Buku ini mengajak kita untuk ngangsu kaweruh dari Komunitas Belajar Qaryah Thayyibah, sekolah alternatif di Kalibening, Kecamatan Tingkir, Kota Salatiga. Apa yang menarik dari sekolah ini adalah model pendidikannya yang berbasis masyarakat. Model ini menitikberatkan pada kebutuhan peserta didik dan melibatkan secara aktif masyarakat dalam prosesnya. Selain itu model ini juga mendekatkan peserta didik kepada alam.
Qaryah Thayyibah memberikan ruang pilihan yang beragam sesuai dengan kebutuhan, minat, dan kemampuan masing-masing peserta. Dengan kata lain, sekolah alternatif yang dimotori oleh sosok Pak Bahruddin ini menyediakan sarana untuk mengejawantahkan hak belajar atau hak pendidikan yang dimiliki semua orang. Karena itu melalui model ini seluruh elemen didorong untuk terlibat aktif.
Kolaborasi berbagai elemen menjadikan Qaryah Thayyibah memiliki sistem yang egaliter dan bisa diakses oleh siapa saja. Semua pihak yang terlibat memiliki kontribusi. Hubungan antara guru dan murid menjadi tidak kaku. Hal ini tampak dari penyebutan “pendamping belajar” dan “warga belajar”. Tidak ada paksaan warga belajar untuk mempelajari sesuatu yang bukan menjadi minat mereka. Perancangan atau perumusan, pelaksanaan hingga evaluasi hasil belajar didesain dan diputuskan bersama-sama sesuai dengan minat dan kebutuhan.
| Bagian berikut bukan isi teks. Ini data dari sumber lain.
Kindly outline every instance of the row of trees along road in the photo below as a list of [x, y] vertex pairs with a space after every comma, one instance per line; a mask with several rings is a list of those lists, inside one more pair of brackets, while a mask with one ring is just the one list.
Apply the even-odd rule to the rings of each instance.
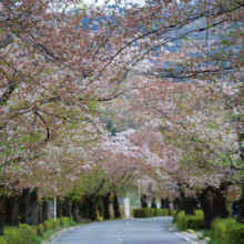
[[[1, 234], [7, 196], [92, 196], [98, 165], [108, 192], [146, 166], [184, 205], [199, 195], [206, 228], [240, 187], [243, 221], [243, 1], [0, 3]], [[108, 109], [141, 123], [143, 150], [111, 140]]]

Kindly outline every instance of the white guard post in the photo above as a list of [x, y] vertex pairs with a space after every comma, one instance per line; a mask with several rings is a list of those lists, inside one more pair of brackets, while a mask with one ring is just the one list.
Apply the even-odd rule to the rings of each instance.
[[129, 199], [124, 199], [124, 214], [125, 217], [130, 217], [130, 201]]
[[54, 197], [54, 221], [57, 221], [57, 201]]

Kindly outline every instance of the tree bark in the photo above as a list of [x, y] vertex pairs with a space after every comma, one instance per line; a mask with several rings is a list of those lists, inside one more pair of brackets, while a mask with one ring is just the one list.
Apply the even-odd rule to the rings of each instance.
[[119, 200], [118, 200], [118, 194], [114, 194], [113, 211], [114, 211], [114, 217], [115, 217], [115, 218], [121, 216], [120, 204], [119, 204]]
[[19, 226], [19, 201], [16, 195], [7, 197], [6, 225]]
[[78, 201], [77, 200], [73, 200], [72, 201], [72, 217], [73, 217], [73, 221], [75, 223], [79, 223], [79, 209], [78, 209]]
[[141, 204], [143, 209], [148, 209], [146, 197], [146, 194], [143, 194], [141, 197]]
[[42, 218], [42, 203], [38, 202], [38, 224], [42, 224], [43, 218]]
[[87, 200], [87, 203], [89, 205], [89, 216], [90, 216], [91, 221], [98, 221], [94, 197], [93, 196], [87, 196], [85, 200]]
[[102, 203], [103, 203], [103, 220], [110, 220], [110, 195], [111, 192], [102, 195]]
[[155, 199], [152, 199], [152, 206], [151, 206], [152, 209], [156, 209], [156, 201], [155, 201]]
[[182, 207], [185, 212], [185, 215], [195, 215], [194, 212], [194, 200], [193, 197], [185, 196], [183, 192], [181, 192]]
[[22, 194], [19, 196], [20, 222], [23, 224], [28, 223], [29, 197], [30, 197], [30, 189], [23, 189]]
[[6, 222], [6, 196], [0, 194], [0, 235], [4, 234]]
[[38, 226], [38, 189], [34, 189], [30, 193], [28, 224]]
[[49, 201], [44, 199], [42, 202], [42, 221], [48, 221], [49, 220]]
[[237, 202], [237, 220], [238, 223], [244, 223], [244, 186], [242, 186], [242, 197]]
[[201, 209], [204, 214], [205, 230], [212, 228], [212, 222], [214, 217], [226, 218], [228, 211], [225, 206], [225, 197], [223, 196], [221, 189], [224, 190], [224, 185], [214, 190], [212, 186], [207, 186], [203, 190], [203, 193], [199, 195]]

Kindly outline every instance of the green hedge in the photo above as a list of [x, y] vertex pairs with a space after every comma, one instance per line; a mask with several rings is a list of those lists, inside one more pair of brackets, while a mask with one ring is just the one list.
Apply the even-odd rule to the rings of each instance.
[[30, 225], [20, 224], [19, 227], [7, 226], [4, 235], [0, 238], [0, 244], [31, 244], [33, 237], [34, 230]]
[[70, 218], [69, 217], [61, 217], [61, 224], [63, 227], [70, 225]]
[[8, 242], [6, 241], [3, 236], [0, 236], [0, 244], [8, 244]]
[[234, 218], [215, 218], [211, 237], [222, 244], [244, 244], [244, 224]]
[[175, 216], [176, 211], [171, 209], [135, 209], [134, 217]]
[[135, 209], [134, 217], [153, 217], [154, 209]]
[[204, 228], [203, 211], [195, 210], [195, 215], [185, 215], [184, 211], [181, 211], [176, 216], [176, 227], [179, 231]]

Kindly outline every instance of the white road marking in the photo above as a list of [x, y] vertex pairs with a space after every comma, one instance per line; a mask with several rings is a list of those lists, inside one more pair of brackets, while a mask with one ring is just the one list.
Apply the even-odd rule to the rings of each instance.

Sehingga, meskipun kebebasan memilih dijunjung tinggi, baik terhadap pemilihan materi, media maupun metode, tidak serta merta belajar dilakukan tanpa target dan serampangan.
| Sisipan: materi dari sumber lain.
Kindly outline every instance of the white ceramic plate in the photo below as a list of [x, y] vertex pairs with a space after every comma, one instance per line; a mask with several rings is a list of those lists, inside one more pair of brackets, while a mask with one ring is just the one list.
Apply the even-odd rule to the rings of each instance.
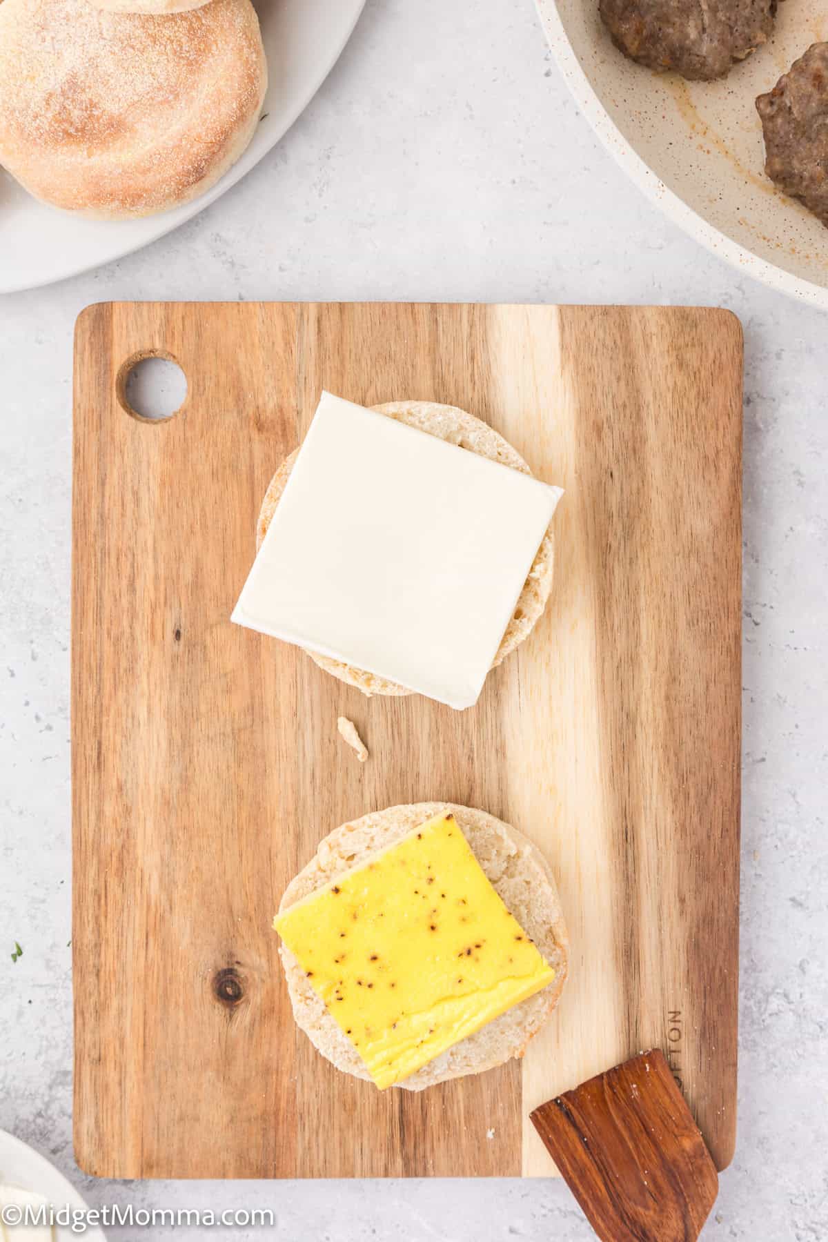
[[[56, 1210], [67, 1205], [81, 1210], [87, 1206], [55, 1165], [6, 1130], [0, 1130], [0, 1181], [42, 1195]], [[11, 1230], [10, 1236], [14, 1237], [15, 1232]], [[78, 1237], [83, 1237], [84, 1242], [106, 1242], [103, 1232], [92, 1227], [84, 1233], [73, 1233], [71, 1228], [58, 1225], [55, 1237], [57, 1242], [76, 1242]]]
[[0, 171], [0, 293], [35, 288], [128, 255], [184, 224], [248, 173], [307, 107], [356, 25], [365, 0], [254, 0], [269, 86], [253, 142], [195, 202], [145, 220], [83, 220], [30, 197]]
[[720, 82], [633, 65], [613, 47], [598, 0], [538, 0], [538, 9], [578, 107], [665, 215], [740, 271], [828, 309], [828, 229], [765, 176], [755, 107], [828, 39], [826, 0], [783, 0], [772, 40]]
Dalam konteks individual, model pendidikan Qaryah Thayyibah memacu peserta didik untuk lebih mandiri dan bertanggungjawab. Selain itu kreativitas juga berkembang karena warga belajar selalu berdialog dengan lingkungan sekitar mengenai apa yang menjadi tantangan, peluang maupun kebutuhan. Cara ini membuat pendidikan terhubung dengan masyarakat dan menjadi modal dasar bagi peserta didik dalam kehidupan sosial mereka, baik dalam aspek batiniyah maupun dzahiriyah.
Segala proses itu ditempuh untuk menjelmakan apa yang disebut sebagai manusia seutuhnya (insan kamil). Mengutip Ki Hadjar Dewantara, penulis menyampaikan bahwa tipe manusia ini, atau dalam istilah lainnya disebut manusia paripurna, adalah tipikal manusia yang “memiliki budi pekerti, pikiran serta jasmani yang selaras dengan alam dan masyarakat” (hal. 117-118).
Karena itu frase “tak berdinding” mengandung dua maksud, yaitu maksud secara fisik dan non fisik. Secara fisik, sekolah tidak harus dibatasi dinding, yang bisa diartikan ruang atau gedung. Tempat belajar bisa di mana saja selama esensi belajar dapat direngkuh. Secara non fisik, tak berdinding bisa diartikan sebagai nalar, paradigma, kondisi mental, atau pemikiran yang terbuka dengan pendidikan yang membebaskan, merdeka, dan selaras dengan kebutuhan.
Sebagai komunitas yang memberikan inspirasi, -terutama dalam menyediakan alternatif model pendidikan- penelitian atau informasi mengenai Qaryah Thayyibah tentu telah banyak ditulis peneliti atau penulis lain. Tetapi buku ini menawarkan sesuatu yang berbeda. Diolah dari hasil riset, penulis memilih menggunakan gaya bercerita sehingga membaca buku ini akan terasa kreatif dan rekreatif.
Pembaca akan diajak bertamasya melalui apa yang diamati dan dirasakan oleh penulis. Tentu ada hal yang sedikit mengganggu seperti kesalahan ketik pada sub judul bagian 4 di halaman 101. Tetapi secara keseluruhan buku ini dapat mendampingi pembaca untuk menilik konsep dan praktik pendidikan yang merdeka dan memanusiakan. Selamat membaca.
*M. Najibur Rohman, tenaga kependidikan di Universitas Islam Negeri Walisongo Semarang.